Many times people have told me that I am 'lucky' to have served 20-years.

I am a submariner, within the bubblehead community we have an extremely high divorce rate. I was very lucky to have found a wife that stayed married to me, and who managed our investments while I was underwater for months at a time.
 
The most common question I get when I tell someone I'm planning to retire early, is "how can you afford to do that?"
 
When I tell people I'm retired they look at me and say "Must have been a really long time ago."
:)
 
For me it's mainly "Retired? Who the **** would have hired you in the first place?"
I cross paths with the person who hired me at MegaCorp 40 years ago. I tell folks that 'This guy hired me, and I accepted the offer. I think we both screwed up!!"
 
This is killing me :)

Here's what I hear:

#3: You are too young to retire (Yawn, but still catches me by surprise. Once I replied that retirement is wasted on the old. Rather unkind, but it reflects a my understanding that time waits for no one.)

#2: You smile so much now!

#1: You've stopped cursing all the time!

Early retirement has been very good to me!
 
I cross paths with the person who hired me at MegaCorp 40 years ago. I tell folks that 'This guy hired me, and I accepted the offer. I think we both screwed up!!"

Related to the interview process, I w*rked with a departmental team to interview candidates for tech positions. We stumbled on the formulation "must be smart enough to do the job, but dumb enough to take (accept) it". We got tired of our top choices turning us down, presumably for sexier gigs on the west coast.
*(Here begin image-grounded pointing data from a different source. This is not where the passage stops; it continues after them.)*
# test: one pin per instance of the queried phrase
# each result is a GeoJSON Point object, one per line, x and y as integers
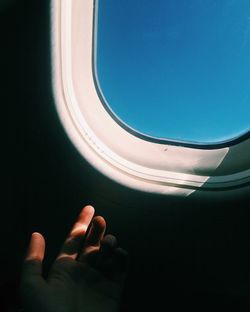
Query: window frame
{"type": "Point", "coordinates": [119, 152]}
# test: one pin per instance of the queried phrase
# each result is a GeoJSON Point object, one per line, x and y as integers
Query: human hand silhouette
{"type": "Point", "coordinates": [87, 276]}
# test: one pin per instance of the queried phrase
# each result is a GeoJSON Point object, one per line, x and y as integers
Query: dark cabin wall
{"type": "Point", "coordinates": [182, 251]}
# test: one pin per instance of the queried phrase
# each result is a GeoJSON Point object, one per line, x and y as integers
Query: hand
{"type": "Point", "coordinates": [87, 275]}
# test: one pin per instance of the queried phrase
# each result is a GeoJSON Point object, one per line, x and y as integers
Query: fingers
{"type": "Point", "coordinates": [73, 242]}
{"type": "Point", "coordinates": [32, 267]}
{"type": "Point", "coordinates": [93, 240]}
{"type": "Point", "coordinates": [36, 247]}
{"type": "Point", "coordinates": [97, 231]}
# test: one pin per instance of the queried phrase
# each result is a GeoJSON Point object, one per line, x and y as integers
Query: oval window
{"type": "Point", "coordinates": [176, 70]}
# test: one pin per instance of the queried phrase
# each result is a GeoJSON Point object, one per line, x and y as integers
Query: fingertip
{"type": "Point", "coordinates": [99, 222]}
{"type": "Point", "coordinates": [36, 247]}
{"type": "Point", "coordinates": [88, 209]}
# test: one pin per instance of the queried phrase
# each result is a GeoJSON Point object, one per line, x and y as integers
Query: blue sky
{"type": "Point", "coordinates": [177, 69]}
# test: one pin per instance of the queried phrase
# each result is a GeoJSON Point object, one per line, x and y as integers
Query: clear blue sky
{"type": "Point", "coordinates": [177, 69]}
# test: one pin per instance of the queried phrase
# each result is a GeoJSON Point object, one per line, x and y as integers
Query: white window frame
{"type": "Point", "coordinates": [126, 156]}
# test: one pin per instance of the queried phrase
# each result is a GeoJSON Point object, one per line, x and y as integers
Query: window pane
{"type": "Point", "coordinates": [176, 69]}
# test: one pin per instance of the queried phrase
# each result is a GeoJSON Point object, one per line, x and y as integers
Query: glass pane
{"type": "Point", "coordinates": [176, 69]}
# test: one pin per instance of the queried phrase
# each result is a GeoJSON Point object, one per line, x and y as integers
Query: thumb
{"type": "Point", "coordinates": [33, 285]}
{"type": "Point", "coordinates": [34, 256]}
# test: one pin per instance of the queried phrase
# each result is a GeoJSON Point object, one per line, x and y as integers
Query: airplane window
{"type": "Point", "coordinates": [176, 69]}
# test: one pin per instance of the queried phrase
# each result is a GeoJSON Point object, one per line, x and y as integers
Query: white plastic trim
{"type": "Point", "coordinates": [123, 157]}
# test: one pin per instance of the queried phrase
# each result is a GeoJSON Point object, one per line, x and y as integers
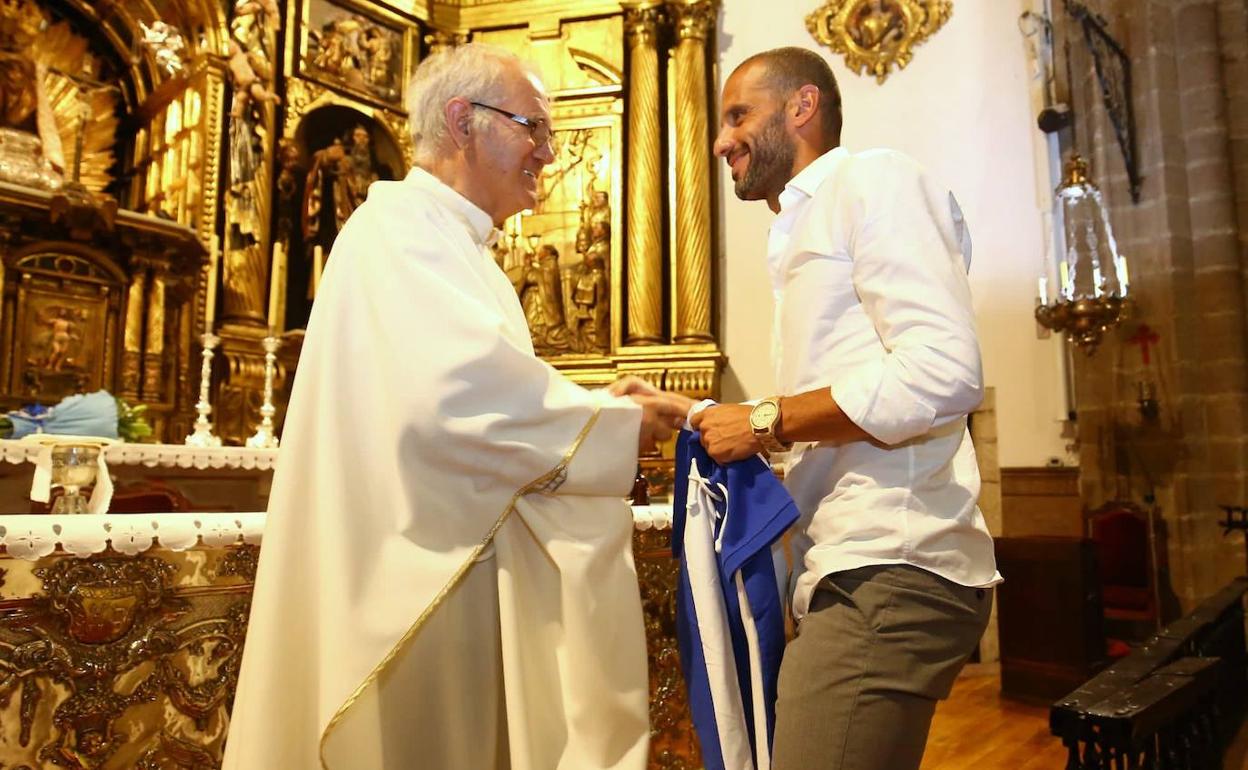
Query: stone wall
{"type": "Point", "coordinates": [1187, 245]}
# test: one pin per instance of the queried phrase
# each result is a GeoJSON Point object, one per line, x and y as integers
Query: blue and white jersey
{"type": "Point", "coordinates": [729, 605]}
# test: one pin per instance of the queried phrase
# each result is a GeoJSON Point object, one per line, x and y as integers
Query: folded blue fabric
{"type": "Point", "coordinates": [81, 414]}
{"type": "Point", "coordinates": [750, 509]}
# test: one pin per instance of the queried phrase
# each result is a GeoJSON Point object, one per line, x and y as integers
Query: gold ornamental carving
{"type": "Point", "coordinates": [694, 19]}
{"type": "Point", "coordinates": [245, 253]}
{"type": "Point", "coordinates": [442, 40]}
{"type": "Point", "coordinates": [693, 172]}
{"type": "Point", "coordinates": [673, 745]}
{"type": "Point", "coordinates": [107, 642]}
{"type": "Point", "coordinates": [645, 180]}
{"type": "Point", "coordinates": [876, 35]}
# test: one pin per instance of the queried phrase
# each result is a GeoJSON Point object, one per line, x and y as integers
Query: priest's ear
{"type": "Point", "coordinates": [459, 119]}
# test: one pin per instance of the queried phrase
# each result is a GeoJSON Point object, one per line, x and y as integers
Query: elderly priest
{"type": "Point", "coordinates": [446, 579]}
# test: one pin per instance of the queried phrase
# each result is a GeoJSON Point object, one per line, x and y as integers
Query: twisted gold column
{"type": "Point", "coordinates": [132, 335]}
{"type": "Point", "coordinates": [644, 275]}
{"type": "Point", "coordinates": [155, 348]}
{"type": "Point", "coordinates": [694, 19]}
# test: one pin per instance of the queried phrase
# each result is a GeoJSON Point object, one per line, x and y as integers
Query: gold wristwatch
{"type": "Point", "coordinates": [764, 421]}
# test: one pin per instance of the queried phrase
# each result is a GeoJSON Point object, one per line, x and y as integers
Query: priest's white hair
{"type": "Point", "coordinates": [473, 71]}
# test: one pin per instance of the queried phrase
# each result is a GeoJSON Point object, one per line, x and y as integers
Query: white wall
{"type": "Point", "coordinates": [964, 109]}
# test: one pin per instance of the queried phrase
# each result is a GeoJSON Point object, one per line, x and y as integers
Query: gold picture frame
{"type": "Point", "coordinates": [877, 35]}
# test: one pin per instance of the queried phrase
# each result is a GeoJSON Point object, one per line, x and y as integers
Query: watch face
{"type": "Point", "coordinates": [763, 414]}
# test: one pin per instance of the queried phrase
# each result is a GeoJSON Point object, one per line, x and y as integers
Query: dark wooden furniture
{"type": "Point", "coordinates": [1048, 615]}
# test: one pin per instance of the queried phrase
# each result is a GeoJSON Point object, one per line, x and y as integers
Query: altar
{"type": "Point", "coordinates": [121, 637]}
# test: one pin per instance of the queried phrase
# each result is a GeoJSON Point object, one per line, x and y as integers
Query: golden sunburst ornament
{"type": "Point", "coordinates": [61, 51]}
{"type": "Point", "coordinates": [874, 35]}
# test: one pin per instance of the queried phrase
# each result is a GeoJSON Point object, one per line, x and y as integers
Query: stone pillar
{"type": "Point", "coordinates": [1186, 245]}
{"type": "Point", "coordinates": [693, 246]}
{"type": "Point", "coordinates": [644, 273]}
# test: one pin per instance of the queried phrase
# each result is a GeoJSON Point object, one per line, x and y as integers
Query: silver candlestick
{"type": "Point", "coordinates": [263, 438]}
{"type": "Point", "coordinates": [202, 436]}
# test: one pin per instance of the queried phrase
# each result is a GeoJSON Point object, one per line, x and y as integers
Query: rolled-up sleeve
{"type": "Point", "coordinates": [910, 255]}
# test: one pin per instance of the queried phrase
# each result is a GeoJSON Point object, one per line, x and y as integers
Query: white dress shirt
{"type": "Point", "coordinates": [867, 261]}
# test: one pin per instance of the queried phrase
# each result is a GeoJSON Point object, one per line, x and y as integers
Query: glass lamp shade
{"type": "Point", "coordinates": [1091, 266]}
{"type": "Point", "coordinates": [1092, 275]}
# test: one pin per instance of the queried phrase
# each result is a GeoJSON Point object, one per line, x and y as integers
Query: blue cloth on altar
{"type": "Point", "coordinates": [81, 414]}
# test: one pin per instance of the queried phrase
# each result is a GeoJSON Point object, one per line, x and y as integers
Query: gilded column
{"type": "Point", "coordinates": [694, 19]}
{"type": "Point", "coordinates": [644, 275]}
{"type": "Point", "coordinates": [154, 352]}
{"type": "Point", "coordinates": [132, 337]}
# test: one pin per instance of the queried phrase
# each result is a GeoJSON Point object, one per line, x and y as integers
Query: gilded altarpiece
{"type": "Point", "coordinates": [121, 662]}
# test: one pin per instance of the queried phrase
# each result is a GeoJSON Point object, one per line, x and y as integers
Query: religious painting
{"type": "Point", "coordinates": [345, 48]}
{"type": "Point", "coordinates": [59, 343]}
{"type": "Point", "coordinates": [876, 35]}
{"type": "Point", "coordinates": [563, 257]}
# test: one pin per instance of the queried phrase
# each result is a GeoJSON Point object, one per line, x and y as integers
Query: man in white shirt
{"type": "Point", "coordinates": [877, 367]}
{"type": "Point", "coordinates": [446, 578]}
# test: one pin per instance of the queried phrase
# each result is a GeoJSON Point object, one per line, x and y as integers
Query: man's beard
{"type": "Point", "coordinates": [770, 162]}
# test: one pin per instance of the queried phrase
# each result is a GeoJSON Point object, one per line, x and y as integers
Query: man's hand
{"type": "Point", "coordinates": [726, 433]}
{"type": "Point", "coordinates": [632, 385]}
{"type": "Point", "coordinates": [660, 414]}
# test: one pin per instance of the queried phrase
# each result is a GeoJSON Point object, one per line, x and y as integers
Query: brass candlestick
{"type": "Point", "coordinates": [265, 438]}
{"type": "Point", "coordinates": [204, 436]}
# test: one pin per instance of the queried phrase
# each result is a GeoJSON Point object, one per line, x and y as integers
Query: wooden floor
{"type": "Point", "coordinates": [976, 728]}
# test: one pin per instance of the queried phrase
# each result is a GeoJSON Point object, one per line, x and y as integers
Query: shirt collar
{"type": "Point", "coordinates": [809, 179]}
{"type": "Point", "coordinates": [479, 224]}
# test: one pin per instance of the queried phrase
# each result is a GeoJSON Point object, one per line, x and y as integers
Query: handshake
{"type": "Point", "coordinates": [662, 412]}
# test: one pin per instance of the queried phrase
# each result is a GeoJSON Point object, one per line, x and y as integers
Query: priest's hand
{"type": "Point", "coordinates": [660, 416]}
{"type": "Point", "coordinates": [633, 386]}
{"type": "Point", "coordinates": [726, 433]}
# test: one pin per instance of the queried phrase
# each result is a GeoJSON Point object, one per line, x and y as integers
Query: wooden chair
{"type": "Point", "coordinates": [1125, 540]}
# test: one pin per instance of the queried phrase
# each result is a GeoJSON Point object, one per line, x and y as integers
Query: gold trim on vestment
{"type": "Point", "coordinates": [541, 483]}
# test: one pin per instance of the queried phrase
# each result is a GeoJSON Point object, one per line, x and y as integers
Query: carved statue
{"type": "Point", "coordinates": [877, 25]}
{"type": "Point", "coordinates": [166, 45]}
{"type": "Point", "coordinates": [357, 51]}
{"type": "Point", "coordinates": [376, 48]}
{"type": "Point", "coordinates": [341, 175]}
{"type": "Point", "coordinates": [542, 298]}
{"type": "Point", "coordinates": [55, 351]}
{"type": "Point", "coordinates": [30, 146]}
{"type": "Point", "coordinates": [251, 69]}
{"type": "Point", "coordinates": [340, 50]}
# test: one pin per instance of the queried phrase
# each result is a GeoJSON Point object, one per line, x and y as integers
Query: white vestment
{"type": "Point", "coordinates": [386, 623]}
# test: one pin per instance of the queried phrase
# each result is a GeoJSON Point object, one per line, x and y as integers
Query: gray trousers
{"type": "Point", "coordinates": [879, 647]}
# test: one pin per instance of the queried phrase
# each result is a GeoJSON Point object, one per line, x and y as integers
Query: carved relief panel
{"type": "Point", "coordinates": [121, 662]}
{"type": "Point", "coordinates": [564, 257]}
{"type": "Point", "coordinates": [347, 48]}
{"type": "Point", "coordinates": [65, 326]}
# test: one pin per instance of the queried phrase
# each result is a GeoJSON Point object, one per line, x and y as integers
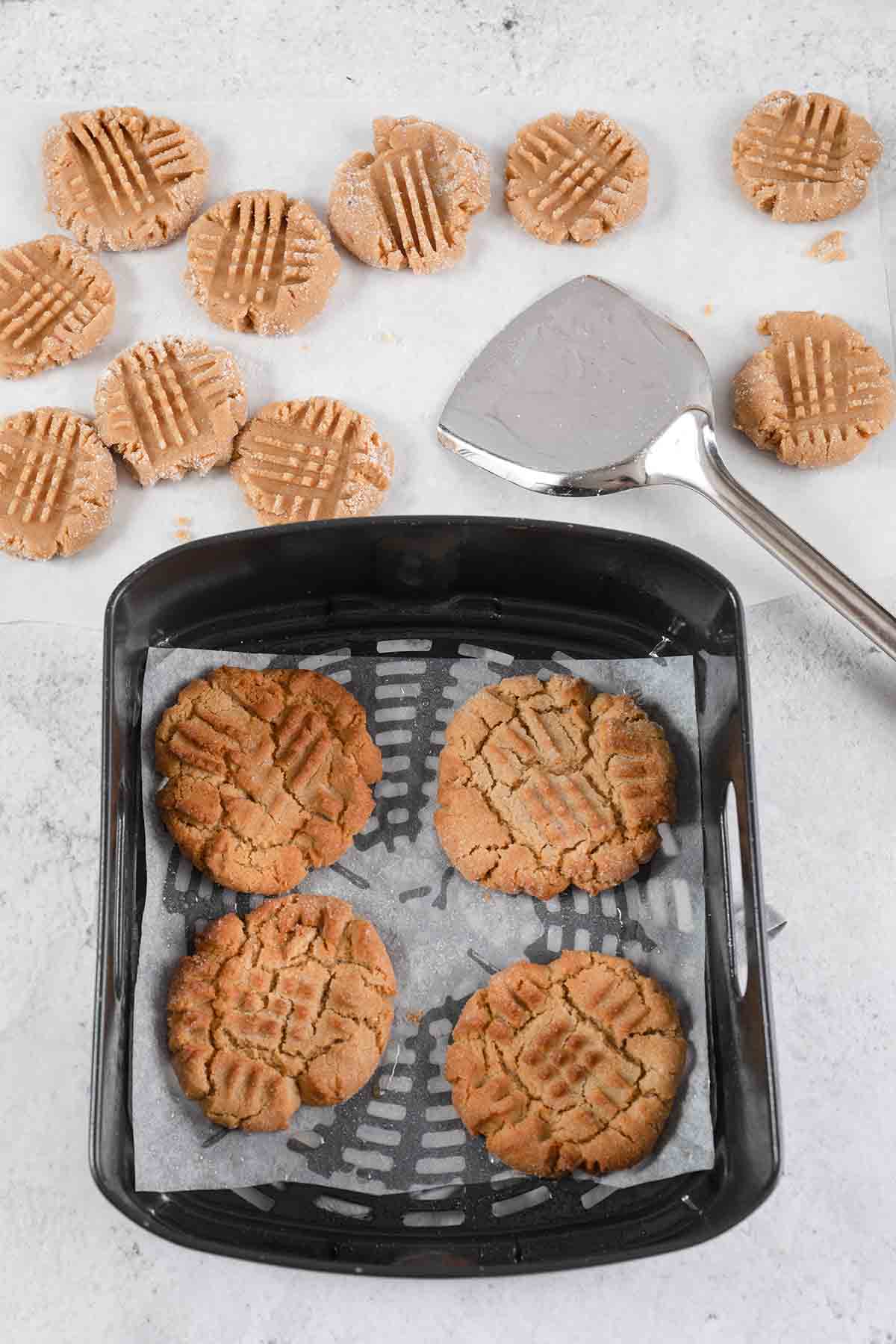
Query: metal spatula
{"type": "Point", "coordinates": [588, 393]}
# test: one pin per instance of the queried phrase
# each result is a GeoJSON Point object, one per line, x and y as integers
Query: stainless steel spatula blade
{"type": "Point", "coordinates": [588, 391]}
{"type": "Point", "coordinates": [578, 382]}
Got me thinking, though, that perhaps I too was dumb enough to take it and keep on taking it year after year, forever the good soldier. Had enough of taking it and FIRE'd with my young trophy wife a few years later. :dance:
 
As a military retiree (USN, 28+ years) I often hear, "You military retirees are so lucky to be able retire so young and get such a nice pension." There was a time when I would mention how lucky we were to get to move every 2-4 years, spend time at sea, have overseas duty, have to move kids from one school to another, etc. I've mellowed over the years and now I just smile and say, "Yes, it's very nice."



Not to mention risk your lives on the job! Not many professions do that.
 
When DS turned 15, DW calculated that I had more time away from home then at home. Can’t get it back.:(
 
The one I got frequently was “how can you be gone for so long?” when we would mention we were going somewhere for a month or longer.
 
Many trades risk their lives on the job. Not to slam a military or police/fire career, but as an Oregonian I'm real aware of logging, farming, and fishing deaths and injuries. To say nothing of roofing and construction jobs.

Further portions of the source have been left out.